Much of the comment on David Cameron's car crash of an interview with Gay Times on Channel Four last night has focused on his confusion over gay equality.
The Conservative record on gay rights in the 80s and 90s was indeed truly abysmal. I don't doubt David Cameron's genuineness in trying to move his party into at least the twentieth century on this issue, and in repudiating his party's actions over Section 28, but equally I'm sure it's an uphill struggle in many cases.
But what stood out from the interview for me was his confusion, not over gay issues, but over something that remains far more of a problem for the Conservatives - Europe. It's not so much an 'elephant in the room' for the Tories, as a tiger in their kitchen, temporarily if flimsily confined but lurking ready to pounce if they try so much as the equivalent of making a cup of tea.
Cameron made two assertions about Europe which really don't seem to me to stand up to scrutiny. The first assertion was his abnegation as party leader of any responsibility over the actions of his party's MEPs: "I don't routinely look at their voting behaviour", he told interviewer Martin Popplewell.
This, for a party that routinely rails at the European Union - rightly or wrongly - for the actions of its politicians and its officialdom, seems to me to be an extraordinary admission. What is the point of the Conservative Party sending MEPs to Brussels if the leader of their party takes no interest in what they do when they are there? And what is the point of him washing his hands of his MEP colleagues' actions, and then complaining loud and long about the decisions taken by the body on which they sit?
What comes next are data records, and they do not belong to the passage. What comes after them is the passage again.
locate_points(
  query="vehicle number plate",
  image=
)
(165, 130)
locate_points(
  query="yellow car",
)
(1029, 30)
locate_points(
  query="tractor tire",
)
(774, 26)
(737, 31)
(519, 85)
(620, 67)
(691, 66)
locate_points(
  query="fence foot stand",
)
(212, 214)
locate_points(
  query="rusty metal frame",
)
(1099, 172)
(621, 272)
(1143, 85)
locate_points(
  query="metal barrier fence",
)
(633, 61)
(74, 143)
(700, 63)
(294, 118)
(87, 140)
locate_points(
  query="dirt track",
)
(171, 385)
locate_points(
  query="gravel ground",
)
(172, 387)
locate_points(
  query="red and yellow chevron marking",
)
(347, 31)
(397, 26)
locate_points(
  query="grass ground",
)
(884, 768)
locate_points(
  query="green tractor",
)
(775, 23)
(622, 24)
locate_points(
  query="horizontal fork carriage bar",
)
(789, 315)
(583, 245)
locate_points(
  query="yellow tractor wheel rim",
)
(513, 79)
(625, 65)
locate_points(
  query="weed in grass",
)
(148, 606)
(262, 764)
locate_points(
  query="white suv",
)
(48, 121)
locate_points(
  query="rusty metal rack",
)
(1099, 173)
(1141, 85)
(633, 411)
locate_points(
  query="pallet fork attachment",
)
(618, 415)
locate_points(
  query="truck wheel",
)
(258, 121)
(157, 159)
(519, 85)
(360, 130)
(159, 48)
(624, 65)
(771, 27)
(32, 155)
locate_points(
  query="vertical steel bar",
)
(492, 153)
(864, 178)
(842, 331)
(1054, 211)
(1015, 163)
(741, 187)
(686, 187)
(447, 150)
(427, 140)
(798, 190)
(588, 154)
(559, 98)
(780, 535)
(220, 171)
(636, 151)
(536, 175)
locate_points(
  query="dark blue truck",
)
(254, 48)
The second assertion was in response to the interviewer's probing of the Conservatives' choice of partner in Europe. Cameron's decision last year to pull the Conservative Party out of the centre-right European People's Party, and ally it with extreme right wing MEPs in the European Parliament, was a controversial one - not least among his MEPs themselves, who recognised the damage it would do, not only to the Conservatives' reputation but also to their influence in Europe. It prompted the decision of the former leader of the Conservative MEPs, Edward McMillan-Scott, to leave the Conservative group in the European Parliament, and then, earlier this month, to join the Liberal Democrats.
Cameron told Gay Times yesterday that "we would never ally with parties [in the European Parliament] whose views stepped beyond the pale". This can only mean that he regards the policies of his new European partners in the right-wing European Conservatives and Reformists group as acceptable.
The leader of that new group, Polish MEP Michał Kamiński, has been accused of antisemitism and homophobia, which he denies. The Latvian party 'For Fatherland and Freedom', also in Cameron's new group in Europe, has been criticised for commemorating Latvian Waffen SS soldiers.
If we are to believe Cameron, these views are not 'beyond the pale'. This can only end badly.